Crans-Montana: l’interrogatorio

Le parole di Jacques Moretti, che ha dichiarato di essere presente per rispondere alla giustizia, non hanno però placato il dolore dei familiari. Michel Pidoux, padre del diciassettenne Tristan, una delle giovani vittime del rogo, ha espresso tutto il suo scetticismo riguardo alle intenzioni degli indagati. Secondo Pidoux, le dichiarazioni di disponibilità dei Moretti sarebbero solo una strategia difensiva di facciata. Il padre di Tristan ha denunciato come, una volta davanti agli inquirenti, la linea della proprietà sia quella di scaricare le colpe su altri soggetti, dai DJ ai rappresentanti del Comune, evitando di ammettere le proprie mancanze dirette nella gestione della sicurezza del locale.

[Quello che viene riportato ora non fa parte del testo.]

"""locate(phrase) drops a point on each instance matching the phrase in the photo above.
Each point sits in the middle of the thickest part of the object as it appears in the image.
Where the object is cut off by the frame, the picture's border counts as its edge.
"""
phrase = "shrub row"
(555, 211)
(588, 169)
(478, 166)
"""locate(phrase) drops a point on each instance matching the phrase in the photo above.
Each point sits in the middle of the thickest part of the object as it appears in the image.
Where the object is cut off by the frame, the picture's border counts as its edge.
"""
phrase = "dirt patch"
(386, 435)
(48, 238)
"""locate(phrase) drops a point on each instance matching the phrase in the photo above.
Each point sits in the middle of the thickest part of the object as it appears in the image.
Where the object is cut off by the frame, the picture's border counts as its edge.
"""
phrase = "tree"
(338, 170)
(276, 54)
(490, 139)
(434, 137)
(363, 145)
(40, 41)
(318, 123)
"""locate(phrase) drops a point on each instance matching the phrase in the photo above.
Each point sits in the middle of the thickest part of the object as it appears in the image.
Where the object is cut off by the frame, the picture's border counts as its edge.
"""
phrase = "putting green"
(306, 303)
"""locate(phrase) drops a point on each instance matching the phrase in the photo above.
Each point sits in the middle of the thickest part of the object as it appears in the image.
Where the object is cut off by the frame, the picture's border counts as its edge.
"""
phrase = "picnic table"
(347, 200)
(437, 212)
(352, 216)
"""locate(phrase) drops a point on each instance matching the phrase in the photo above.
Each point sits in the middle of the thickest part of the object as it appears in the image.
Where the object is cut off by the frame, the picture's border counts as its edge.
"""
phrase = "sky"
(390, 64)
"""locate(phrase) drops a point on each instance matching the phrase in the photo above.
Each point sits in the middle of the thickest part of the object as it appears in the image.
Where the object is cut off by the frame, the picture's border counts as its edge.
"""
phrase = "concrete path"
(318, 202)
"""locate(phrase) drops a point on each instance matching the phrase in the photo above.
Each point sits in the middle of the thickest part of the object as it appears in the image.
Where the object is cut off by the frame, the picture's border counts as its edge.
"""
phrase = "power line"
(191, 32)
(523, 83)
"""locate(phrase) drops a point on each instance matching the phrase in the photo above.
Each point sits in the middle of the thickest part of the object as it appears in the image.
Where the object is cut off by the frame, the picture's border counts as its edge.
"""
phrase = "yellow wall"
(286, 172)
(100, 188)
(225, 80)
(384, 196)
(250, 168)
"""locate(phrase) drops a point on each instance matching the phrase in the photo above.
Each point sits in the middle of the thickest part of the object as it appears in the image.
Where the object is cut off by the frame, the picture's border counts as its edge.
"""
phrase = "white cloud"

La rabbia dei genitori nasce proprio da questa percepita mancanza di empatia e dalla sensazione che la proprietà del Constellation sia più interessata alla tutela dei propri interessi economici che alla ricerca della verità. Per i familiari, il dolore per la perdita dei figli si somma all’indignazione di fronte a quelli che definiscono rimpalli di responsabilità inaccettabili. Mentre l’interrogatorio prosegue a porte chiuse, resta il segno profondo di uno scontro che evidenzia quanto la ferita della strage di Capodanno sia ancora aperta e quanto la comunità chieda risposte concrete oltre le semplici dichiarazioni di circostanza.